Blended finance could be one of the best ways to attract the extra trillion dollars from the private sector to meet the annual US$6 trillion needed to achieve the SDGs. The majority of this money will be needed for sustainable infrastructure projects in emerging markets, which are often seen as too risky for mainstream investors. Using public funds can attract private investment by mitigating these risks, blending public and private capital could be a win-win for both investors and global development. But the blended finance market needs to scale in order to get from billions of dollars of aid or public funds from the development banks to trillions of dollars of private investment. The Blended Finance Taskforce calls for leadership to develop the blended finance action plan in order to get to scale.
“Action is needed end-to-end across the whole investment system to scale up the use of blended finance if we are serious about closing the funding gap for the SDGs," said Lord Mark Malloch-Brown, chair of the Business & Sustainable Development Commission.

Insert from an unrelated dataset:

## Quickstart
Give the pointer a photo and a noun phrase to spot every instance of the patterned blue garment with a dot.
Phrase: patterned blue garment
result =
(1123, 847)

Scaling up blended finance vehicles
The Blended Finance Taskforce was established by the Business & Sustainable Development Commission in 2017 to address the system challenges which prevent the market from scaling. Taking a “private sector” lens, the Taskforce has released a consultation paper, Better Finance, Better World, to develop actionable recommendations on this agenda. The release of the paper coincides with the World Economic Forum in Davos where it takes centre stage at a number of key events throughout the week.
Momentum is building around the $50+ billion blended finance market. It could double again in the next 3-4 years as providers of concessional and other forms of development capital earmark more money to be used for blending, and as private investors look to take advantage of this risk cushion. But we need to see a dramatic scale-up in the size of blended finance vehicles, moving from many fragmented $100 million funds, to a growing number of vehicles, each with $1-10 billion of capital. In parallel, the market will still require innovative, more bespoke funds to ensure small-scale and higher-risk, frontier projects are served.

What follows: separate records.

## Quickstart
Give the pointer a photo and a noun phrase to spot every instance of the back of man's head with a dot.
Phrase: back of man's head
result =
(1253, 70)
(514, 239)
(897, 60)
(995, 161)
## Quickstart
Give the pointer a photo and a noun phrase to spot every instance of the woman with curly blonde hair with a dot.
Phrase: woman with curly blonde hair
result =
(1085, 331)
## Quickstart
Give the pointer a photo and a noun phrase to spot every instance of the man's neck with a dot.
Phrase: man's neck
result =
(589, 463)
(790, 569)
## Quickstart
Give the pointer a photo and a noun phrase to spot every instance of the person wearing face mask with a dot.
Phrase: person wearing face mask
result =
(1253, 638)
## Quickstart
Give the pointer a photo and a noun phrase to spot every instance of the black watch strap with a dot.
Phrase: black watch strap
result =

Setting targets to engage the private sector
The development banks will be critical to scaling the blended finance market and can do so by setting ambitious targets to mobilise external private finance. Setting targets should change how development banks do business and engage with the private sector, lowering transaction costs by leading to greater product standardisation and asset pooling across development banks. Currently, the multilateral development banks (MDBs) have private capital mobilisation ratios of less than 1:1 – for every dollar of development capital, they mobilise less than US$1 of private investment across their portfolios.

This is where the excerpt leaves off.